Centre revives communal violence bill; eye on polls?

Express News Service

All set to play its final trump card ahead of the 2014 general elections, the UPA Government is likely to push for the controversial Communal Violence Bill in the Winter Session of Parliament.

Ministry of Home Affairs (MHA) officials are dusting off the long-pending bill, which was earlier opposed by the BJP, who termed it ‘anti-majority’. Union Home Minister Sushilkumar Shinde said the department concerned has already started working on the bill, but no time frame was fixed for its introduction.

On being asked whether the bill will be tabled in the Winter Session, Shinde said he was not sure. “But yes, work has started on it, ” he added. The controversial bill was first introduced in the Rajya Sabha in 2005 and was later referred to the Standing Committee on Home Affairs. The panel had submitted its report the following year, but due to strong objection from the Opposition and reservation expressed by the state governments on certain clauses of the bill, it could not be introduced in Parliament.
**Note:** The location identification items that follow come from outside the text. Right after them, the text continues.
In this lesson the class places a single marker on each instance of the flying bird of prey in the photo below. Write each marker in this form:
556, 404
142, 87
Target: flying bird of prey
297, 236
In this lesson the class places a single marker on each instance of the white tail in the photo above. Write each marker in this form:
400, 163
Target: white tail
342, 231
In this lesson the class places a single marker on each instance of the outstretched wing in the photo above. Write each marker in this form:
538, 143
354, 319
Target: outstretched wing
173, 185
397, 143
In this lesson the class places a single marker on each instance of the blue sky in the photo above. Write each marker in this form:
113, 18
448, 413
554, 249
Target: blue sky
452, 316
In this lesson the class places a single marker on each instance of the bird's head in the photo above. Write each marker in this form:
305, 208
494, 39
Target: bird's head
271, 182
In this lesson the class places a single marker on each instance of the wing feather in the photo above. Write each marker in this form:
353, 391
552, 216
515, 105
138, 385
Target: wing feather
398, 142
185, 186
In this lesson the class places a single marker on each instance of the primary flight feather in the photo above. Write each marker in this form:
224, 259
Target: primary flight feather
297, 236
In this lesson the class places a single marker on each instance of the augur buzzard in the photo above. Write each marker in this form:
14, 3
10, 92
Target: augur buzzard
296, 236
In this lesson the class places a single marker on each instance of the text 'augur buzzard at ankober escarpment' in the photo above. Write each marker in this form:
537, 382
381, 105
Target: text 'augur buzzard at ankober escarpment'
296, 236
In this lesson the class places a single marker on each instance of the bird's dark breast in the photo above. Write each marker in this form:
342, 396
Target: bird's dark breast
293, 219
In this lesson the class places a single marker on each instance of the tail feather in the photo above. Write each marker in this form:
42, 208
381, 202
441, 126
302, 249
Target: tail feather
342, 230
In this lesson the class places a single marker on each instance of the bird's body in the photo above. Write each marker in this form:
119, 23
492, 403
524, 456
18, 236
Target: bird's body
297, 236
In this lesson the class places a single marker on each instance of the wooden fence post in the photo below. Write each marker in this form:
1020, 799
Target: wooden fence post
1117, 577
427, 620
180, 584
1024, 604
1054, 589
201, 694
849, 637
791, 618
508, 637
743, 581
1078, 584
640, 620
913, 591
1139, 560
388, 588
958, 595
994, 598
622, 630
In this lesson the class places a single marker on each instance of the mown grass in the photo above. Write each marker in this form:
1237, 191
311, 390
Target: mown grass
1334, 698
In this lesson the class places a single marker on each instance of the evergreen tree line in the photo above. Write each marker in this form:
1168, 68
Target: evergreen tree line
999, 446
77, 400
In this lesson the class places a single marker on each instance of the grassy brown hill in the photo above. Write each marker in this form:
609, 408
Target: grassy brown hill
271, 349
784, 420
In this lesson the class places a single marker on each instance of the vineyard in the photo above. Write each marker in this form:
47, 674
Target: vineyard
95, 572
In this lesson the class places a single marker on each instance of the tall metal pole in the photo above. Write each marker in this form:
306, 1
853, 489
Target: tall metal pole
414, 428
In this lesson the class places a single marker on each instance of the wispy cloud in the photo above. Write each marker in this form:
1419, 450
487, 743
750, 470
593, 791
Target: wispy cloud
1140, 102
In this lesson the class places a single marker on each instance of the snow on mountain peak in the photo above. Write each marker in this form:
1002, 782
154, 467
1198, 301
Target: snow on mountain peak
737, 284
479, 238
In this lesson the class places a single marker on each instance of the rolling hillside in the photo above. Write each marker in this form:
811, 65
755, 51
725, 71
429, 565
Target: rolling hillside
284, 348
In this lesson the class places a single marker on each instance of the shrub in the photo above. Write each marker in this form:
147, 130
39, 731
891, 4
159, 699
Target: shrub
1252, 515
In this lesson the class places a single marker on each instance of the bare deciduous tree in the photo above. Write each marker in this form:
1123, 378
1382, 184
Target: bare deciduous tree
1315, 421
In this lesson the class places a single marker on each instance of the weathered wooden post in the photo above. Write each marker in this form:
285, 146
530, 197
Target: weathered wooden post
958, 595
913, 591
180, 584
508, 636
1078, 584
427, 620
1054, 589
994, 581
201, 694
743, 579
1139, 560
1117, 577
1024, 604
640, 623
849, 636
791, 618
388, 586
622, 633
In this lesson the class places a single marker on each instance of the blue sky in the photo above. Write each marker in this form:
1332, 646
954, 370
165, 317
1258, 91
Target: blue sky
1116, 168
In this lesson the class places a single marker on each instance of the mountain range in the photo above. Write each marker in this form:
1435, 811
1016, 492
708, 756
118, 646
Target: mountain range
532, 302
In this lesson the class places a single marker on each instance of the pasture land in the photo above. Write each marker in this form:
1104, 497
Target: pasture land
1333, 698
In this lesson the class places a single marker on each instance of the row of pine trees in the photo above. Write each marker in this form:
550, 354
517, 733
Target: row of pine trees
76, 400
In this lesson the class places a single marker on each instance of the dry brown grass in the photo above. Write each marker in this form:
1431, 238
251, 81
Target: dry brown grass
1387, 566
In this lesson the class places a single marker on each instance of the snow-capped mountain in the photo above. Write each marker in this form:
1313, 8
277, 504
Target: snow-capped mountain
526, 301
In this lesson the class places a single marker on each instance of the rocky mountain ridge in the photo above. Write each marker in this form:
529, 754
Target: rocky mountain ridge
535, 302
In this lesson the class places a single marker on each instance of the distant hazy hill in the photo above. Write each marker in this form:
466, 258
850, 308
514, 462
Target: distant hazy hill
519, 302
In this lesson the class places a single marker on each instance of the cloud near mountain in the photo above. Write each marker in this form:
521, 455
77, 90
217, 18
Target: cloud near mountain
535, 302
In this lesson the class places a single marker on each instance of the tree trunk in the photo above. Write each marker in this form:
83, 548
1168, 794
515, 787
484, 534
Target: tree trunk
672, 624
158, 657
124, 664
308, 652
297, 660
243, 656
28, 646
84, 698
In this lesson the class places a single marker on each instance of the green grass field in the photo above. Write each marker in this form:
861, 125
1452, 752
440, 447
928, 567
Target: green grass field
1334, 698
During the UPA-2 regime, the National Advisory Council, headed by Sonia Gandhi, redrafted  and submitted the bill in its new avatar ‘Prevention of Communal and Targeted Violence Bill, 2011’ to the MHA in July 2011.

The state governments had slammed the Centre for interfering in their domain and working against the basic tenets of the federal framework of the Constitution. Even officials in the Home and Law ministries had raised objection on certain clauses of the draft bill, which directly makes an officer responsible if communal violence erupts.

The provision for punishment of bureaucrats has been made in Section 14 of the bill, which has fixed the responsibility of public servants who failed to take necessary measures  to prevent or repress the commission of said offences or failed to submit the matter to the competent authorities for investigation and prosecution.

The BJP, taking strong objection to the bill accused the government of trying to communalise the country.

“We are in support of a law to stop communal violence. But in this bill some provisions were made deliberately to target certain organisations and groups. Let’s see in what form it comes to Parliament,” BJP spokesperson Mukhtar Abbas Naqvi said.